Regents Professor Award for Jones
One of the hallmarks of the dental public health specialty is its consistent attention to dental issues in populations and communities as a whole. Since assuming top post of Texas A&M College of Dentistry’s public health sciences department 17 years ago, identifying and creating dental solutions for Dallas-Fort Worth residents is something Dr. Daniel Jones has pursued with systematic, steady focus.

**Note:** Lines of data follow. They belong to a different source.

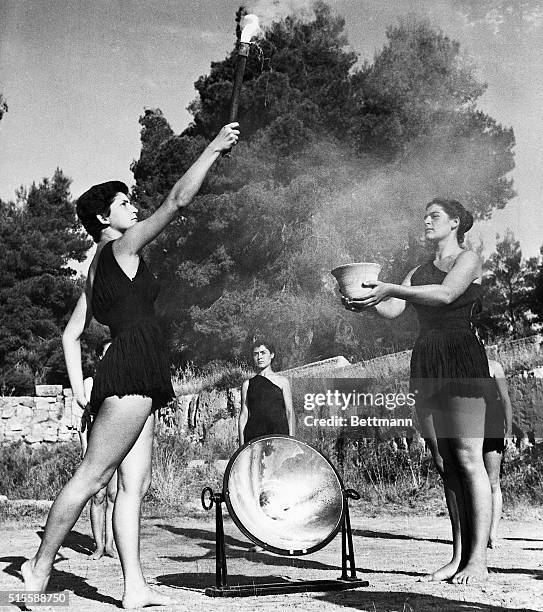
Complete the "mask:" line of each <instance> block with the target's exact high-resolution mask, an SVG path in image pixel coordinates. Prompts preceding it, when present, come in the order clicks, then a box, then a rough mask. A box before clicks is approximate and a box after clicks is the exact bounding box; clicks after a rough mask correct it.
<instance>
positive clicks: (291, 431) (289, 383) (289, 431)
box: [282, 378, 296, 437]
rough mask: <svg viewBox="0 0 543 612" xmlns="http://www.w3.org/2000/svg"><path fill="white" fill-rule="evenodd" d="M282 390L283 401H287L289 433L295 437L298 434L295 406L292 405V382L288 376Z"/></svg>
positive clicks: (282, 386) (285, 407)
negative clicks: (294, 415) (282, 393)
mask: <svg viewBox="0 0 543 612" xmlns="http://www.w3.org/2000/svg"><path fill="white" fill-rule="evenodd" d="M282 390H283V401H284V402H285V409H286V412H287V421H288V435H289V436H292V437H294V436H295V435H296V418H295V417H294V407H293V405H292V391H291V389H290V382H289V380H288V378H285V380H284V383H283V386H282Z"/></svg>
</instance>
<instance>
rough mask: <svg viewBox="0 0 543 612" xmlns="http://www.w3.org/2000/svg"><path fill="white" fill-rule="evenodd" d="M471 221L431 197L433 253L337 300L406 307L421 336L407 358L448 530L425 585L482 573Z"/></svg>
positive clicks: (479, 290) (480, 279)
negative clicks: (438, 476) (392, 279)
mask: <svg viewBox="0 0 543 612" xmlns="http://www.w3.org/2000/svg"><path fill="white" fill-rule="evenodd" d="M472 225H473V217H472V215H471V213H469V212H468V211H467V210H466V209H465V208H464V207H463V206H462V204H460V203H459V202H457V201H456V200H447V199H443V198H435V199H434V200H432V201H431V202H430V203H429V204H427V206H426V211H425V214H424V230H425V237H426V240H428V241H430V242H431V243H432V245H433V246H434V256H433V257H432V258H431V259H430V260H429V261H426V262H424V263H423V264H421V265H420V266H418V267H416V268H414V269H413V270H411V271H410V272H409V273H408V274H407V276H406V277H405V279H404V280H403V282H402V284H401V285H396V284H392V283H384V282H381V281H370V282H367V283H365V286H368V287H371V288H372V291H371V294H370V295H369V296H368V297H365V298H364V299H360V300H349V299H347V298H343V303H344V305H345V307H346V308H348V309H350V310H355V311H357V310H366V309H368V308H375V310H376V311H377V313H378V314H379V315H381V316H383V317H386V318H395V317H397V316H399V315H400V314H401V313H402V312H403V311H404V310H405V307H406V304H407V303H408V302H409V303H411V304H413V306H414V307H415V310H416V312H417V315H418V319H419V324H420V333H419V336H418V338H417V340H416V342H415V346H414V347H413V352H412V356H411V391H413V392H414V393H416V397H417V413H418V415H419V419H420V421H421V425H422V429H423V434H424V436H425V438H426V440H427V443H428V444H429V446H430V449H431V451H432V455H433V457H434V460H435V462H436V465H437V467H438V470H439V471H440V473H442V475H443V482H444V486H445V496H446V500H447V506H448V509H449V515H450V519H451V524H452V531H453V556H452V559H451V561H450V562H449V563H447V564H446V565H444V566H443V567H441V568H439V569H437V570H435V571H434V572H432V573H431V574H428V575H427V577H426V578H427V579H429V580H451V579H452V581H453V582H455V583H461V584H467V583H471V582H474V581H482V580H484V579H486V577H487V575H488V570H487V560H486V550H487V543H488V537H489V531H490V520H491V508H492V505H491V491H490V482H489V479H488V475H487V472H486V470H485V465H484V462H483V450H482V446H483V439H484V424H485V410H486V401H485V389H487V388H488V379H489V376H490V375H489V370H488V360H487V357H486V353H485V350H484V347H483V346H482V344H481V342H480V341H479V339H478V337H477V336H476V334H475V332H474V330H473V327H472V322H471V313H472V310H473V307H474V305H475V304H477V303H479V302H480V300H481V279H482V274H483V270H482V262H481V260H480V258H479V256H478V255H477V254H476V253H474V252H473V251H470V250H467V249H464V248H462V246H461V245H462V243H463V240H464V234H465V233H466V232H467V231H468V230H469V229H470V228H471V227H472Z"/></svg>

The department as a whole has received more than $36 million in grant revenue since 2000, when Jones became department head. Each time a grant is received, public health sciences faculty and staff, under Jones’ guidance, have found ways to turn that funding into much-needed dental care, and of course, educational experiences for the College of Dentistry’s students. This translates to more than 803,000 patient encounters during that same time frame, spread among the department’s school-based sealant program, senior preceptorships, care provided at community clinics, the Dallas County juvenile detention center dental clinic and community health fairs.
While increased access to care for underserved populations and a broad range of patient encounters for students has always been the ultimate goal, it recently prompted an unexpected recognition: Regents Professor status for Jones, a 1989 alumnus. This Texas A&M University System Board of Regents award honors faculty members who have made significant contributions to the university, and in so doing, for Texans as a whole.
“Dan Jones’ contributions to our school have been invaluable,” says Dr. Lawrence Wolinsky, dental school dean. “The same is true of the surrounding community. He has an eye for identifying funding sources, and he and his team do what it takes to secure grants and foster partnerships that ultimately benefit our students and patients in need.”
Jones’ track to dental public health was not a traditional one. After receiving his doctorate in psychology from Baylor University in 1978, he became a postdoctoral student at the dental school before accepting a basic science faculty position in 1981 and later, earning a dental degree.
The mission continues, most recently, with a focus on interprofessional care for dental students, something they experience firsthand during rotations to North Dallas Shared Ministries, the Baxter-Crowley Agape Clinic and Irving Community Clinic. All centers provide a wide array of dental and medical care, and some even address social, behavioral and mental health concerns.
“This exposes our students to the medical management of patients with multiple diseases and informs their dental treatment of these patients,” Jones says. “It also fosters a sense of working as part of a team with other health care providers rather than in isolation, with is the norm for dentistry.”